Die Menopause und die Wechseljahre sind ein natürlicher Prozess im Körper einer Frau. Eine Behandlung ist nur dann nötig, wenn die Beschwerden das alltägliche Leben deutlich beeinträchtigen. Die besten Ergebnisse bei den weitverbreiteten Hitzewallungen und bei einer trockenen Scheide liefert die Hormonersatztherapie. Allerdings sind künstliche Hormone in den Wechseljahren nicht unumstritten. Die Zufuhr von Östrogenen erhöht vermutlich das Risiko für verschiedene Krankheiten wie Brustkrebs oder Herzinfarkt. Wenn Sie unter Wechseljahrbeschwerden leiden, lassen Sie sich intensiv von Ihrem Arzt beraten und wägen Sie gemeinsam die Vor- und Nachteile der Therapiemöglichkeiten ab.

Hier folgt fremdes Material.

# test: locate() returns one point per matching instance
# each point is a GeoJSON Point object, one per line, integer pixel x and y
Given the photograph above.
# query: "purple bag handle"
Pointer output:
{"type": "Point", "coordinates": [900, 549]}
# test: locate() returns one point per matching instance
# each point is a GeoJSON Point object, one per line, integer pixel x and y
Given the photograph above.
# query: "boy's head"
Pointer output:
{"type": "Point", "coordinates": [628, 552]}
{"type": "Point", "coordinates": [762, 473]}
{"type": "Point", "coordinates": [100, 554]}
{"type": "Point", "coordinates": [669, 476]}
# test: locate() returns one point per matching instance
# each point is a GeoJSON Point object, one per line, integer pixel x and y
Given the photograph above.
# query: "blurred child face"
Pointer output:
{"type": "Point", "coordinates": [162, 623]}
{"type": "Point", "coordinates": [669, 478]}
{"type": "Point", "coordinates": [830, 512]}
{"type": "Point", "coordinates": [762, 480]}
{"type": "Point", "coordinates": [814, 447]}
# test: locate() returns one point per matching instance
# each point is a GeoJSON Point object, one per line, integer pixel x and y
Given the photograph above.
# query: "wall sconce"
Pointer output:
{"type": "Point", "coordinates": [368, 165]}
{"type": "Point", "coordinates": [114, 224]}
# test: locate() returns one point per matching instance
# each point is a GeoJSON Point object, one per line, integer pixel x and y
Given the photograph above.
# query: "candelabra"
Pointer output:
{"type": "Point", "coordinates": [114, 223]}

Phytoöstrogene – pflanzliche Hormone nutzen

In Asien leiden Frauen weniger stark unter den Wechseljahren als europäische Frauen. Wissenschaftler vermuten einen Zusammenhang mit der Ernährung. Denn Asiatinnen, die einen westlichen Lebens- und Ernährungsstil pflegen, empfinden die Beschwerden als ebenso belastend wie Frauen hierzulande. In Europa und den USA nehmen Frauen etwa 5 mg pflanzliche Östrogene pro Tag aus der Nahrung auf. Im asiatischen Raum erreichen die Menschen zehnmal so hohe Werte. Dort übliche Lebensmittel wie Soja, Tofu, grüner Tee oder Gojibeeren sind von Natur aus reich an Phytoöstrogenen. Es ist mittlerweile erwiesen, dass die Änderung der Ernährungsgewohnheiten oder die Einnahme von Präparaten mit pflanzlichen Östrogenen während der Wechseljahre die Beschwerden lindern kann.